Career Highlights: The Seventh Victim, Marked Woman, Counsellor-At-Law
First Major Screen Credit: Counsellor-At-Law (1933)
Biography
Born and raised on a Wyoming ranch, American actress Isabel Jewell would only rarely be called upon to play a "Western" type during her career. For the most part, Isabel -- who made her screen debut in Blessed Event (1932) -- was typecast as a gum-chewing, brassy urban blonde, or as an empty-headed gun moll. Jewell's three best remembered film performances were in Tale of Two Cities (1935), where she was atypically cast as the pathetic seamstress who is sentenced to the guillotine; Lost Horizon (1937), as the consumptive prostitute who finds a new lease on life when she is whisked away to the land of Shangri-La; and Gone with the Wind (1939), where she appears briefly as "poor white trash" Emmy Slattery. In 1946, Isabel finally got to show off the riding skills she'd accumulated in her youth in Wyoming when she was cast as female gunslinger Belle Starr in Badman's Territory. Denied starring roles because of her height (she was well under five feet), Isabel Jewell worked as a supporting player in films until the '50s and in television until the '60s. ~ Hal Erickson, All Movie Guide
Born in Shoshoni, Fremont County, Wyoming, Jewell was a Broadway actress who achieved immediate success and glowing critical reviews in two productions, Up Pops the Devil (1930) and Blessed Event (1932).
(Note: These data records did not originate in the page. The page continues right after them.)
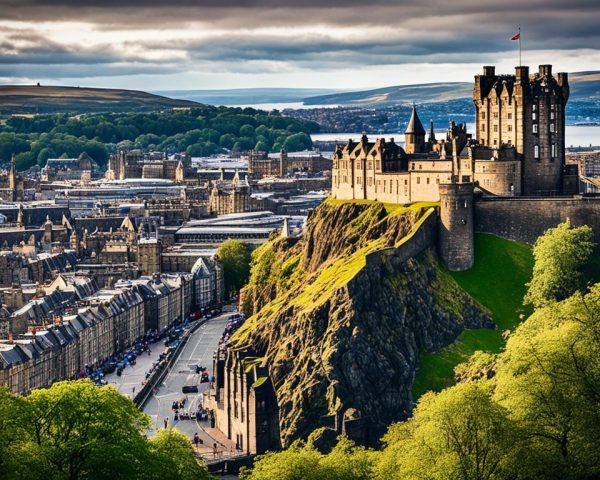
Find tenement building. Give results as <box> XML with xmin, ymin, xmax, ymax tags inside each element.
<box><xmin>332</xmin><ymin>65</ymin><xmax>577</xmax><ymax>203</ymax></box>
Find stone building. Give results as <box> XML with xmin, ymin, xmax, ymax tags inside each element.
<box><xmin>332</xmin><ymin>65</ymin><xmax>576</xmax><ymax>203</ymax></box>
<box><xmin>208</xmin><ymin>172</ymin><xmax>264</xmax><ymax>215</ymax></box>
<box><xmin>106</xmin><ymin>150</ymin><xmax>191</xmax><ymax>181</ymax></box>
<box><xmin>248</xmin><ymin>150</ymin><xmax>331</xmax><ymax>179</ymax></box>
<box><xmin>206</xmin><ymin>349</ymin><xmax>281</xmax><ymax>455</ymax></box>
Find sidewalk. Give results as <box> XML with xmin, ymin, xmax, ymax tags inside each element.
<box><xmin>104</xmin><ymin>340</ymin><xmax>165</xmax><ymax>399</ymax></box>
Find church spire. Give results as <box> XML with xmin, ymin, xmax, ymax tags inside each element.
<box><xmin>429</xmin><ymin>118</ymin><xmax>435</xmax><ymax>143</ymax></box>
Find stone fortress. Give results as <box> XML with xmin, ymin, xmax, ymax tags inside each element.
<box><xmin>331</xmin><ymin>65</ymin><xmax>600</xmax><ymax>270</ymax></box>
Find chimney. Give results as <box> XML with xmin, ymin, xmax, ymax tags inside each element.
<box><xmin>540</xmin><ymin>65</ymin><xmax>552</xmax><ymax>76</ymax></box>
<box><xmin>483</xmin><ymin>65</ymin><xmax>496</xmax><ymax>77</ymax></box>
<box><xmin>515</xmin><ymin>67</ymin><xmax>529</xmax><ymax>82</ymax></box>
<box><xmin>557</xmin><ymin>72</ymin><xmax>569</xmax><ymax>87</ymax></box>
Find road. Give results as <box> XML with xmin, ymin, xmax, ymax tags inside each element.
<box><xmin>144</xmin><ymin>307</ymin><xmax>235</xmax><ymax>447</ymax></box>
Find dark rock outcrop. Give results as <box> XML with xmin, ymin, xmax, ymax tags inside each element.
<box><xmin>233</xmin><ymin>199</ymin><xmax>493</xmax><ymax>445</ymax></box>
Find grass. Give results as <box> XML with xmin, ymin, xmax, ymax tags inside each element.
<box><xmin>413</xmin><ymin>234</ymin><xmax>533</xmax><ymax>399</ymax></box>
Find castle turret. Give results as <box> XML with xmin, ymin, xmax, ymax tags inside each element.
<box><xmin>429</xmin><ymin>118</ymin><xmax>435</xmax><ymax>145</ymax></box>
<box><xmin>404</xmin><ymin>103</ymin><xmax>426</xmax><ymax>154</ymax></box>
<box><xmin>438</xmin><ymin>183</ymin><xmax>475</xmax><ymax>272</ymax></box>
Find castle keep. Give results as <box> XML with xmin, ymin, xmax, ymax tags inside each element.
<box><xmin>331</xmin><ymin>65</ymin><xmax>577</xmax><ymax>270</ymax></box>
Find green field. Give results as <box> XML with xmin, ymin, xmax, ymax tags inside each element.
<box><xmin>413</xmin><ymin>234</ymin><xmax>533</xmax><ymax>399</ymax></box>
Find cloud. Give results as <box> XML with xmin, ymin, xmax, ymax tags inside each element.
<box><xmin>0</xmin><ymin>0</ymin><xmax>600</xmax><ymax>87</ymax></box>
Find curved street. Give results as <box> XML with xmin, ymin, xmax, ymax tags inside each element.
<box><xmin>144</xmin><ymin>306</ymin><xmax>236</xmax><ymax>460</ymax></box>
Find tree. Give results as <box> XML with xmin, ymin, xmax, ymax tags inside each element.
<box><xmin>217</xmin><ymin>240</ymin><xmax>251</xmax><ymax>295</ymax></box>
<box><xmin>17</xmin><ymin>381</ymin><xmax>150</xmax><ymax>479</ymax></box>
<box><xmin>37</xmin><ymin>147</ymin><xmax>56</xmax><ymax>167</ymax></box>
<box><xmin>240</xmin><ymin>436</ymin><xmax>375</xmax><ymax>480</ymax></box>
<box><xmin>0</xmin><ymin>380</ymin><xmax>212</xmax><ymax>480</ymax></box>
<box><xmin>150</xmin><ymin>428</ymin><xmax>213</xmax><ymax>480</ymax></box>
<box><xmin>524</xmin><ymin>220</ymin><xmax>594</xmax><ymax>308</ymax></box>
<box><xmin>283</xmin><ymin>132</ymin><xmax>312</xmax><ymax>152</ymax></box>
<box><xmin>377</xmin><ymin>381</ymin><xmax>516</xmax><ymax>480</ymax></box>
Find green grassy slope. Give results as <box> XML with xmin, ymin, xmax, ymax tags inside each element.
<box><xmin>0</xmin><ymin>85</ymin><xmax>202</xmax><ymax>114</ymax></box>
<box><xmin>413</xmin><ymin>234</ymin><xmax>533</xmax><ymax>399</ymax></box>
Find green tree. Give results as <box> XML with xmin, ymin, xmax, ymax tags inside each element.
<box><xmin>240</xmin><ymin>436</ymin><xmax>376</xmax><ymax>480</ymax></box>
<box><xmin>495</xmin><ymin>284</ymin><xmax>600</xmax><ymax>480</ymax></box>
<box><xmin>217</xmin><ymin>240</ymin><xmax>251</xmax><ymax>295</ymax></box>
<box><xmin>377</xmin><ymin>381</ymin><xmax>516</xmax><ymax>480</ymax></box>
<box><xmin>16</xmin><ymin>381</ymin><xmax>150</xmax><ymax>479</ymax></box>
<box><xmin>525</xmin><ymin>220</ymin><xmax>594</xmax><ymax>308</ymax></box>
<box><xmin>149</xmin><ymin>428</ymin><xmax>214</xmax><ymax>480</ymax></box>
<box><xmin>37</xmin><ymin>147</ymin><xmax>56</xmax><ymax>167</ymax></box>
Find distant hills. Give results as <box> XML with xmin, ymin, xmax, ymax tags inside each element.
<box><xmin>153</xmin><ymin>88</ymin><xmax>342</xmax><ymax>106</ymax></box>
<box><xmin>0</xmin><ymin>71</ymin><xmax>600</xmax><ymax>118</ymax></box>
<box><xmin>0</xmin><ymin>85</ymin><xmax>202</xmax><ymax>114</ymax></box>
<box><xmin>304</xmin><ymin>72</ymin><xmax>600</xmax><ymax>107</ymax></box>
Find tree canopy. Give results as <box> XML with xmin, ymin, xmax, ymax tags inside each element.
<box><xmin>0</xmin><ymin>380</ymin><xmax>212</xmax><ymax>480</ymax></box>
<box><xmin>0</xmin><ymin>106</ymin><xmax>319</xmax><ymax>170</ymax></box>
<box><xmin>217</xmin><ymin>240</ymin><xmax>251</xmax><ymax>295</ymax></box>
<box><xmin>525</xmin><ymin>220</ymin><xmax>594</xmax><ymax>307</ymax></box>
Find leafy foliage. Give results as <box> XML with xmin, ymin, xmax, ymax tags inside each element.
<box><xmin>525</xmin><ymin>220</ymin><xmax>594</xmax><ymax>307</ymax></box>
<box><xmin>240</xmin><ymin>436</ymin><xmax>375</xmax><ymax>480</ymax></box>
<box><xmin>0</xmin><ymin>106</ymin><xmax>319</xmax><ymax>170</ymax></box>
<box><xmin>0</xmin><ymin>380</ymin><xmax>210</xmax><ymax>480</ymax></box>
<box><xmin>217</xmin><ymin>240</ymin><xmax>251</xmax><ymax>295</ymax></box>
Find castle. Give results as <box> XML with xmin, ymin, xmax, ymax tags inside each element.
<box><xmin>332</xmin><ymin>65</ymin><xmax>584</xmax><ymax>270</ymax></box>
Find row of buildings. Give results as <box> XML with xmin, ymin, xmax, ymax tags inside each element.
<box><xmin>0</xmin><ymin>266</ymin><xmax>222</xmax><ymax>394</ymax></box>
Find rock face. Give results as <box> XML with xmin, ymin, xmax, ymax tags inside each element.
<box><xmin>232</xmin><ymin>201</ymin><xmax>493</xmax><ymax>445</ymax></box>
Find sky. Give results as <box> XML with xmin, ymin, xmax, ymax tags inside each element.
<box><xmin>0</xmin><ymin>0</ymin><xmax>600</xmax><ymax>91</ymax></box>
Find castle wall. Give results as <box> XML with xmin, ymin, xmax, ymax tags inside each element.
<box><xmin>473</xmin><ymin>160</ymin><xmax>521</xmax><ymax>196</ymax></box>
<box><xmin>475</xmin><ymin>197</ymin><xmax>600</xmax><ymax>243</ymax></box>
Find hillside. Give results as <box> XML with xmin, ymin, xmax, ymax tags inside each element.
<box><xmin>413</xmin><ymin>234</ymin><xmax>533</xmax><ymax>398</ymax></box>
<box><xmin>153</xmin><ymin>88</ymin><xmax>341</xmax><ymax>106</ymax></box>
<box><xmin>0</xmin><ymin>85</ymin><xmax>201</xmax><ymax>115</ymax></box>
<box><xmin>231</xmin><ymin>199</ymin><xmax>493</xmax><ymax>444</ymax></box>
<box><xmin>304</xmin><ymin>72</ymin><xmax>600</xmax><ymax>107</ymax></box>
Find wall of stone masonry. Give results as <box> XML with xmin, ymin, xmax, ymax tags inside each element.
<box><xmin>475</xmin><ymin>197</ymin><xmax>600</xmax><ymax>243</ymax></box>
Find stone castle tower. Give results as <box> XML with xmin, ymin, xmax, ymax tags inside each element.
<box><xmin>473</xmin><ymin>65</ymin><xmax>569</xmax><ymax>195</ymax></box>
<box><xmin>404</xmin><ymin>104</ymin><xmax>425</xmax><ymax>154</ymax></box>
<box><xmin>438</xmin><ymin>182</ymin><xmax>475</xmax><ymax>271</ymax></box>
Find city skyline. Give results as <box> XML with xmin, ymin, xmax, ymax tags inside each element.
<box><xmin>0</xmin><ymin>0</ymin><xmax>600</xmax><ymax>91</ymax></box>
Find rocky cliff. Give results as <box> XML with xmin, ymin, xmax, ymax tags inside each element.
<box><xmin>231</xmin><ymin>200</ymin><xmax>493</xmax><ymax>445</ymax></box>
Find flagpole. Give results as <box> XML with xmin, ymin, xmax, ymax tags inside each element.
<box><xmin>519</xmin><ymin>25</ymin><xmax>522</xmax><ymax>67</ymax></box>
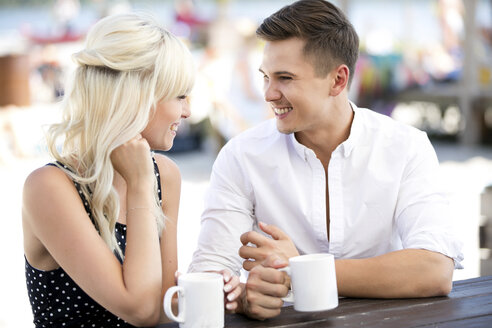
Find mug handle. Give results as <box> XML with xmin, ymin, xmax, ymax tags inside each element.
<box><xmin>277</xmin><ymin>266</ymin><xmax>294</xmax><ymax>303</ymax></box>
<box><xmin>164</xmin><ymin>286</ymin><xmax>185</xmax><ymax>323</ymax></box>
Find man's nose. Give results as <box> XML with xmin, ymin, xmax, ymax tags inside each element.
<box><xmin>181</xmin><ymin>98</ymin><xmax>191</xmax><ymax>118</ymax></box>
<box><xmin>264</xmin><ymin>83</ymin><xmax>282</xmax><ymax>102</ymax></box>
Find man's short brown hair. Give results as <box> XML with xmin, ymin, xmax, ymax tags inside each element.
<box><xmin>256</xmin><ymin>0</ymin><xmax>359</xmax><ymax>85</ymax></box>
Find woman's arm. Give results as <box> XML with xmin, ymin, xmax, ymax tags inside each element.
<box><xmin>22</xmin><ymin>136</ymin><xmax>162</xmax><ymax>326</ymax></box>
<box><xmin>155</xmin><ymin>154</ymin><xmax>181</xmax><ymax>322</ymax></box>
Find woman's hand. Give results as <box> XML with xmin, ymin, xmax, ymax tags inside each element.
<box><xmin>111</xmin><ymin>134</ymin><xmax>154</xmax><ymax>185</ymax></box>
<box><xmin>218</xmin><ymin>269</ymin><xmax>243</xmax><ymax>312</ymax></box>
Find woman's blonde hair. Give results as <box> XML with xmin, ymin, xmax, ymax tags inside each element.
<box><xmin>47</xmin><ymin>13</ymin><xmax>195</xmax><ymax>257</ymax></box>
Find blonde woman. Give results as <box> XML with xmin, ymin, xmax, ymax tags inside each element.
<box><xmin>22</xmin><ymin>14</ymin><xmax>223</xmax><ymax>327</ymax></box>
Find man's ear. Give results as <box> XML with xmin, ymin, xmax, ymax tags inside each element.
<box><xmin>330</xmin><ymin>64</ymin><xmax>350</xmax><ymax>97</ymax></box>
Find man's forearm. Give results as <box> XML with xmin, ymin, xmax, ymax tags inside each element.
<box><xmin>335</xmin><ymin>249</ymin><xmax>454</xmax><ymax>298</ymax></box>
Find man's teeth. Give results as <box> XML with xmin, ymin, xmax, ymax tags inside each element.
<box><xmin>273</xmin><ymin>107</ymin><xmax>293</xmax><ymax>115</ymax></box>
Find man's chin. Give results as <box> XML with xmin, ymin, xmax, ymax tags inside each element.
<box><xmin>277</xmin><ymin>123</ymin><xmax>295</xmax><ymax>134</ymax></box>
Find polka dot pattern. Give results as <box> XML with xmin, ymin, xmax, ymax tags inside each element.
<box><xmin>25</xmin><ymin>160</ymin><xmax>162</xmax><ymax>328</ymax></box>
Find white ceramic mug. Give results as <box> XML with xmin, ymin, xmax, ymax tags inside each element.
<box><xmin>279</xmin><ymin>253</ymin><xmax>338</xmax><ymax>312</ymax></box>
<box><xmin>164</xmin><ymin>272</ymin><xmax>224</xmax><ymax>328</ymax></box>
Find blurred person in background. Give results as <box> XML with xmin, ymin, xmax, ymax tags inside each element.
<box><xmin>189</xmin><ymin>0</ymin><xmax>463</xmax><ymax>319</ymax></box>
<box><xmin>22</xmin><ymin>14</ymin><xmax>244</xmax><ymax>327</ymax></box>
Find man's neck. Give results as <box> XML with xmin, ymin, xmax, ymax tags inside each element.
<box><xmin>295</xmin><ymin>99</ymin><xmax>354</xmax><ymax>165</ymax></box>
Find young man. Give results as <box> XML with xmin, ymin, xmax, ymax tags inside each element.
<box><xmin>190</xmin><ymin>0</ymin><xmax>463</xmax><ymax>319</ymax></box>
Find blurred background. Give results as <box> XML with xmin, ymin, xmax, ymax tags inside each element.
<box><xmin>0</xmin><ymin>0</ymin><xmax>492</xmax><ymax>327</ymax></box>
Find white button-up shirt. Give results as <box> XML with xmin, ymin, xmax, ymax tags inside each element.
<box><xmin>189</xmin><ymin>104</ymin><xmax>463</xmax><ymax>275</ymax></box>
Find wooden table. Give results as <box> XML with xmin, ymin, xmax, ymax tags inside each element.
<box><xmin>158</xmin><ymin>276</ymin><xmax>492</xmax><ymax>328</ymax></box>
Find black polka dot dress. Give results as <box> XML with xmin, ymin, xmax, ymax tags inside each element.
<box><xmin>25</xmin><ymin>160</ymin><xmax>162</xmax><ymax>328</ymax></box>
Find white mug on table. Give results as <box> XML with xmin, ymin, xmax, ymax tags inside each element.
<box><xmin>164</xmin><ymin>272</ymin><xmax>224</xmax><ymax>328</ymax></box>
<box><xmin>279</xmin><ymin>253</ymin><xmax>338</xmax><ymax>312</ymax></box>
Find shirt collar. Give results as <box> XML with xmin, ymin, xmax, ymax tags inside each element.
<box><xmin>288</xmin><ymin>102</ymin><xmax>362</xmax><ymax>160</ymax></box>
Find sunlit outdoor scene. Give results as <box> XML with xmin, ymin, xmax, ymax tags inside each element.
<box><xmin>0</xmin><ymin>0</ymin><xmax>492</xmax><ymax>328</ymax></box>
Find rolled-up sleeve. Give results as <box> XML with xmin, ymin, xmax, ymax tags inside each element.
<box><xmin>188</xmin><ymin>144</ymin><xmax>254</xmax><ymax>276</ymax></box>
<box><xmin>395</xmin><ymin>131</ymin><xmax>463</xmax><ymax>269</ymax></box>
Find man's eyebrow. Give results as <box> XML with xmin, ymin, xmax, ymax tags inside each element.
<box><xmin>258</xmin><ymin>67</ymin><xmax>297</xmax><ymax>77</ymax></box>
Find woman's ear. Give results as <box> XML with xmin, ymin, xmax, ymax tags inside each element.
<box><xmin>330</xmin><ymin>64</ymin><xmax>350</xmax><ymax>97</ymax></box>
She was brought to Hollywood for the film version of the latter, by Warner. Jewell appeared in a variety of supporting roles during the early 1930s. She played stereotypical gangster's women in such films as Manhattan Melodrama (1934) and Marked Woman (1937).
She was well received playing against type, as a seamstress sentenced to death on the guillotine, in A Tale of Two Cities (1935).
Jewell's films included Gone with the Wind (1939) in the role of "that white trash, Emmy Slattery", Northwest Passage (1940), High Sierra (1941), and the low budget The Leopard Man (1943). By the end of the 1940s, her roles had reduced in significance to the degree that her performances were often uncredited, e.g. Men in White (1934 – scenes deleted).
By the end of her career, Jewell had appeared in more than one hundred films, between 1930 and 1971. She also performed in radio dramas in the 1950s, including This is Your FBI.
Isabel Jewell played opposite Edie Sedgwick in her biographical/drama CIAO, Manhattan, adapted by David Weismann. This was shortly before the death of both actresses.
Her final film was the b movie Sweet Kill, the directorial debut of future Academy Award winner Curtis Hanson.